Smoothness Estimation for Whittle-Mat\'ern Processes on Closed Riemannian Manifolds

TL;DR

This paper demonstrates that the smoothness parameter of Matérn kernels on closed Riemannian manifolds can be consistently estimated from data, even non-Gaussian, using likelihood maximization and approximation theory.

Contribution

It introduces a method for consistent estimation of the Matérn smoothness parameter on manifolds, extending to non-Gaussian processes and general observation points.

Findings

Smoothness parameter can be estimated from Gaussian likelihood maximization.

Estimation remains consistent even with non-Gaussian data.

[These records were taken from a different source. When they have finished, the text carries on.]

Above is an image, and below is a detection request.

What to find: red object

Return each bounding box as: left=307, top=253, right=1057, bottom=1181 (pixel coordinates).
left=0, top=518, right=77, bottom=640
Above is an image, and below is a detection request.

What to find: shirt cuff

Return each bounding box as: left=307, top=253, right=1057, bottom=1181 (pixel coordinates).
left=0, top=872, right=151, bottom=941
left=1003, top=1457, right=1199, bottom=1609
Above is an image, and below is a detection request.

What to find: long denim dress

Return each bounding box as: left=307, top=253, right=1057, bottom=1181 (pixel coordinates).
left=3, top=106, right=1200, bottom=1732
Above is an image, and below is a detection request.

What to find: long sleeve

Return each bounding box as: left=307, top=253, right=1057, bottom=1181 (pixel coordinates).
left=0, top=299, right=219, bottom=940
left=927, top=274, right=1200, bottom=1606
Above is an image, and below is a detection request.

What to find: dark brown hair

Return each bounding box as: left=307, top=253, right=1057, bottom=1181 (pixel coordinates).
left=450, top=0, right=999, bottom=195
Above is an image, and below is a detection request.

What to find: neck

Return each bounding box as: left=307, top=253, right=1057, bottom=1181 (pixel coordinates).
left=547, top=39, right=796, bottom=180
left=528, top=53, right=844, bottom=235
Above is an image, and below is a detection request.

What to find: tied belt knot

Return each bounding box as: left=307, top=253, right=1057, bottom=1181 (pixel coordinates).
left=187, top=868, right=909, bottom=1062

Methods rely on Sobolev space approximation theory and Kakutani's theorem.

Abstract

The family of Mat\'ern kernels are often used in spatial statistics, function approximation and Gaussian process methods in machine learning. One reason for their popularity is the presence of a smoothness parameter that controls, for example, optimal error bounds for kriging and posterior contraction rates in Gaussian process regression. On closed Riemannian manifolds, we show that the smoothness parameter can be consistently estimated from the maximizer(s) of the Gaussian likelihood when the underlying data are from point evaluations of a Gaussian process and, perhaps surprisingly, even when the data comprise evaluations of a non-Gaussian process. The points at which the process is observed need not have any particular spatial structure beyond quasi-uniformity. Our methods are based on results from approximation theory for the Sobolev scale of Hilbert spaces. Moreover, we generalize a well-known equivalence of measures phenomenon related to Mat\'ern kernels to the non-Gaussian case by using Kakutani's theorem.